Гуров взял протянутую ему чашку и сказал:
– Сядь и помолчи, сейчас сориентируюсь в пространстве и времени…
Волин сказал, что им мешает междоусобица, излишняя стрельба, а сам распорядился убить. Однако междоусобица и распри могут быть правдой. Они не могут обойтись без услуг профессиональных уголовников-исполнителей, но должны держать их в узде. В своем хозяйстве решили навести порядок, хотят использовать милицию, подполковника Гурова как руководителя. «Отдавая нам неуправляемых, взбунтовавшихся, организовать стройную систему, сложить пирамиду из взаимосвязей и беспрекословного подчинения. Элита и среднее звено относятся, как выразился Референт, к разряду „неприкасаемых“. И чтобы я не вырвался из-под контроля, они накинули мне на шею петлю, и свободный конец веревки держат в своих руках. Петля? Проверим, насколько она прочна. Пистолет, из которого совершено убийство, с моими отпечатками и фотографии на столе прокуратуры? Плюс оповестят прессу, сегодня журналистов хлебом не корми, дай изобличить милиционера. Как же нам удалось посеять в людях такую нелюбовь, что их радует, когда сотрудника органов отдают под суд? Преступления совершают крестьяне, рабочие, интеллигенты, чиновники, партийные функционеры. Но изобличить милиционера – самое сладкое. В общем, если дело дойдет до крайности, и подтасованные улики выплывут на свет Божий, особо разбираться со мной не будут, уничтожат. Конечно, в „работе“ Референта есть слабые места, однако, прежде чем я оправдаюсь, меня выкинут отовсюду, откуда можно человека выгнать. Кто же во мне не усомнится, кто поверит сразу? Генерал Турилин, полковник Орлов, оперативники из отдела. Не все, далеко не все, – поправил себя Гуров. – Кто не любит, завидует, кому поперек стою – не поверят, даже обрадуются. Но не только оперативники, даже генерал ничего сделать не сможет. У нас не шахта, забастовку не устроишь, сейчас я могу рассчитывать только на сыщика Гурова, петлю следует порвать, а видимость ее существования оставить. Так. Теоретическую базу я подвел, остался „пустяк“, воплотить ее в жизнь. Как?
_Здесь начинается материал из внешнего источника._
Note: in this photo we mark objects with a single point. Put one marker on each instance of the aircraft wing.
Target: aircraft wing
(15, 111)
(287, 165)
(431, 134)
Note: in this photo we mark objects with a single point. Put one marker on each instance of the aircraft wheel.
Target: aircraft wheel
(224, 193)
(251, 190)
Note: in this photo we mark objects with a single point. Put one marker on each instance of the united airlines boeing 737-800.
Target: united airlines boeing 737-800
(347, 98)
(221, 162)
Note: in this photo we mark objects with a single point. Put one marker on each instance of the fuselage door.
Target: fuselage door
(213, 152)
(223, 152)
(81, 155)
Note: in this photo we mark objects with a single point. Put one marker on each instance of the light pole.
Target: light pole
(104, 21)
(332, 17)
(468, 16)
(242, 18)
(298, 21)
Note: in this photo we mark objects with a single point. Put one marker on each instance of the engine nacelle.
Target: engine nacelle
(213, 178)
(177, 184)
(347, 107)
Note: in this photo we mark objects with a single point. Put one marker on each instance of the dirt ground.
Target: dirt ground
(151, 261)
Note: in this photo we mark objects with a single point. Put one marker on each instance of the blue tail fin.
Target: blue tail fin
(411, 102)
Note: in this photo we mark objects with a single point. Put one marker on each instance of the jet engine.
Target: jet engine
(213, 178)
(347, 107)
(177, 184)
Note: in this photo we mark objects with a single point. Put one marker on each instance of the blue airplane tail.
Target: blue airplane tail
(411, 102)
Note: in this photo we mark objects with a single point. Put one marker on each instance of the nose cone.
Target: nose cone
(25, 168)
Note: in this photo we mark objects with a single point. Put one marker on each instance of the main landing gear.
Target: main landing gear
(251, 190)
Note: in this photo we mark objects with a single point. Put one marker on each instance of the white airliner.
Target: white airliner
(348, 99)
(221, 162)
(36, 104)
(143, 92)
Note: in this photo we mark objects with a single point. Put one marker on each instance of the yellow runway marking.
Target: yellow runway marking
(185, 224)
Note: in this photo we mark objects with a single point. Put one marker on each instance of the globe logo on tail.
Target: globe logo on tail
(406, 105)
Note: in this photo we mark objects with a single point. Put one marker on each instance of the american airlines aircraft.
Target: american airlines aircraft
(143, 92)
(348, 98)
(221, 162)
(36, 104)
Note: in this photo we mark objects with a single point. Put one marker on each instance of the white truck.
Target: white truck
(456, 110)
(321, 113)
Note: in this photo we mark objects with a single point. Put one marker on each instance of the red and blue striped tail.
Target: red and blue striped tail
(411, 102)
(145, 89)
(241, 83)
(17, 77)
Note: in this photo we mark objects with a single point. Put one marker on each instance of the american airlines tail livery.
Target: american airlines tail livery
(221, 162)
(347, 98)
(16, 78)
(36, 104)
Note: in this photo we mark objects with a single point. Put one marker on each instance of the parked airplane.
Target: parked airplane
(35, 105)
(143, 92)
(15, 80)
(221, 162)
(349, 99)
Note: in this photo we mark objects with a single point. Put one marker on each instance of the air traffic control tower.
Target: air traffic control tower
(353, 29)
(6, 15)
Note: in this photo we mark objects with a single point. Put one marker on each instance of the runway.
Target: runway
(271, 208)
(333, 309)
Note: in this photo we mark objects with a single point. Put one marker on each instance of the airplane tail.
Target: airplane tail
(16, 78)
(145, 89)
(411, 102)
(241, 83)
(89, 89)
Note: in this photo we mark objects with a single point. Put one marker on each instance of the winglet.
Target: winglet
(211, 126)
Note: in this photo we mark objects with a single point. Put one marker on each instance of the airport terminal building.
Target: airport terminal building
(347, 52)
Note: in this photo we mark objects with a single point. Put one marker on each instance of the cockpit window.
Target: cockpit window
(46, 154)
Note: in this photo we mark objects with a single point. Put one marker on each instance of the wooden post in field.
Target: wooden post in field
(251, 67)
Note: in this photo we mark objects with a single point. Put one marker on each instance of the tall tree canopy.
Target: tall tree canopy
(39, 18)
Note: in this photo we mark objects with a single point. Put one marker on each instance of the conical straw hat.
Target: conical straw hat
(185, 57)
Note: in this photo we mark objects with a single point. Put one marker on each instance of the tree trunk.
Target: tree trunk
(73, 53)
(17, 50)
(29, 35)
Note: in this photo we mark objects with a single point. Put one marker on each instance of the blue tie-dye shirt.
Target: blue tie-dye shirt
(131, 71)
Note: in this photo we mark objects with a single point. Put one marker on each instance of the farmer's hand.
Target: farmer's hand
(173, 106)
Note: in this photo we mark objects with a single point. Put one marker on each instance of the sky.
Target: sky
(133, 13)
На месте убийства присутствовали как минимум двое, скорее трое. Один держал, – и Гуров непроизвольно потер локти. – Ведь я однажды уже испытал такую хватку. Прошлым летом, во время моего „похищения“ спортсменами. Олег Веселов. Не слишком ли просто? А сколько у них может быть доверенных парней такой недюжинной силы? Веселова следует проверить».
Гуров взглянул на Дениса, который развалился в кресле, читал «Огонек».
«Вернемся к убийству. Один стрелял. Эффенди? Скорее всего. Зачем Волину впутывать в рискованную историю лишних людей? А раз без лишних, то и фотографировал лично Руслан Алексеевич Волин. Если это так, то это вторая серьезная ошибка Волина». И Гуров неожиданно вслух запел:
– Ошибка резидента… Ошибка Референта. Понимаешь, Денис, – сказал он удивленному хозяину, – пока человек живой, он не покойник, а жизнь любого человека состоит из находок и потерь, поступков правильных и ошибок.
– Ты философ, Лев Иванович.
– Это точно, – согласился Гуров. – Ты прошлым летом, помнится, хвастался, какие в спорте замечательные ребята выросли, как они переживают, что их порой с рэкетирами и мафией связывают. Было?
– На Веселова намекаешь? Паршивая овца. А среди вас?…
– И среди нас, – перебил Гуров. – Ты из тех ребят найди двух-трех надежных.